Network Influence

Kevin Reuning

Data for Today

We are going to use two networks today:

A network of squirrels, the data is here with more info here and here
The network of the Paris metro system. You can download that data here.

Both are in the graphml format, if you want to load them in R:

sq_net <- read_graph("ground_squirrel_smith_2016b.graphml", format="graphml")

Goals for this Session

Go over different concepts of centrality in a network.
Calculate those measures in R.

Overview of Centrality

Measures of Centrality

Centrality is often viewed as importance within a network.
There are a lot of ways to measure this importance.
When you apply a measure of centrality you need to consider how your measure conceives of what it means to be central.

Two Broad Categories

There are two broad ways of considering centrality:

Nodes are influential by having a lot of connections (and who those connections are)
Nodes are influential by being in a strategic position in a network (e.g. can control flows along the network)

Variation in Measures

Measures of centrality vary in at least three ways:

How they conceive of importance.
How well they work with undirected vs directed networks.
What happens when there are multiple components.

Simple vs Complex Networks

Everything is simpler with undirected networks so we are starting there.

For directed networks you often get measures of both in and out centrality.
For network with weighted edges you have to think about what the weights mean for influence.

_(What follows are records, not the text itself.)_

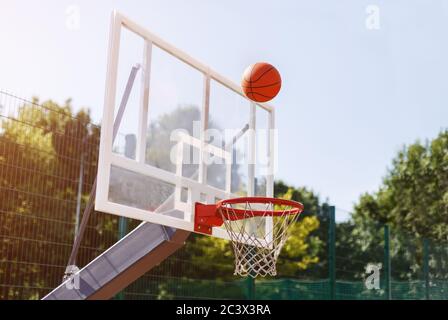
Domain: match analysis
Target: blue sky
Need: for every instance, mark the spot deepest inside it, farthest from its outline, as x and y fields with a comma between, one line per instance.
x=351, y=96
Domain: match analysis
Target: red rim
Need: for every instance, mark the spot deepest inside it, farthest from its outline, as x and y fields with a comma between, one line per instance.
x=234, y=214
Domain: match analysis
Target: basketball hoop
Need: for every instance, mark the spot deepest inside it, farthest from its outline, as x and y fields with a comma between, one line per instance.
x=245, y=219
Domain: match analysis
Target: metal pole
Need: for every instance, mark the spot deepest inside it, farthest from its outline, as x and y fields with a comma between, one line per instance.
x=332, y=251
x=426, y=267
x=387, y=263
x=79, y=197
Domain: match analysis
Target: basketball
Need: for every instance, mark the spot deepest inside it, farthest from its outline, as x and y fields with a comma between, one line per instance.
x=261, y=82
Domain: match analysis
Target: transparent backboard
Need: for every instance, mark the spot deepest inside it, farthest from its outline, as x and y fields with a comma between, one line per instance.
x=187, y=134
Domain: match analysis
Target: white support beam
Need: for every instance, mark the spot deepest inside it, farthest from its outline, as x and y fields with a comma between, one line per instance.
x=144, y=102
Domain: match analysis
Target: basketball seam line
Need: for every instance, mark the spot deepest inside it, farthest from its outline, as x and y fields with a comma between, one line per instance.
x=253, y=93
x=268, y=85
x=262, y=75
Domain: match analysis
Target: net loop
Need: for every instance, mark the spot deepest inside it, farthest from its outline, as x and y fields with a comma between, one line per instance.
x=247, y=221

Measures by a Nodes Connection

Degree Centrality

Degree centrality is the number of edges a node has.
A node with high degree centrality is adjacent to a large number of nodes.
The number of components within a network isn’t very important

Example

Degree Centrality Limitations

B and F have the same centrality, does that makes sense? Are both of them as important to the network?

Eigenvector Centrality

Our intuition is that how important a node is is a function of the extent of relationships and whether the node it has relationships with are important as well.

What we want to do then is add up how many nodes a node is adjacent to but weight that by how influential each of those nodes are as well.

This creates a self referential equation where the centrality of a node is a function of the centrality of all of the nodes it touches. How do we solve this?

We use things called eigenvectors and and eigenvalues

Eigenvector Centrality

\[ e_{i} = \lambda \sum_j x_{ij} e_{j} \]

The eigenvector centrality ($e_i$) of node i is proportional to the eigenvector centrality of the nodes it is adjacent ($e_j$). We use the leading eigenvalue ($\lambda$) as the proportionality constraint.

Eigenvectors and Eigenvalues

What are these things?

For most matrices $A$ we can find an eigenvalue $\lambda$ and an eigenvector $v$ such that

\[A \times {v} = \lambda {v}\]

In our case we can find the eigenvectors and eigenvalues of our adjacency matrix. There are multiple eigenvalues and eigenvectors but we will be using the eigenvector associated with the largest eigenvalue

Eigenvector Example

Eigenvector Limitations

Eigenvectors and eigenvalues are only identified up to a proportionality (you can multiply them both by 2 for example and get the same numbers).
- To compare across networks we often normalize it so that they sum to 1 or so that the largest is 1.
Only vertices in the largest component have non-zero eigenvectors.

Disconnected Example

Directed Network

For both eigenvector centrality and degree centrality the nature of directed networks changes what we mean by centrality.

Degrees and Directed Network

For degree centrality we can divide everything into in-degree and out-degree.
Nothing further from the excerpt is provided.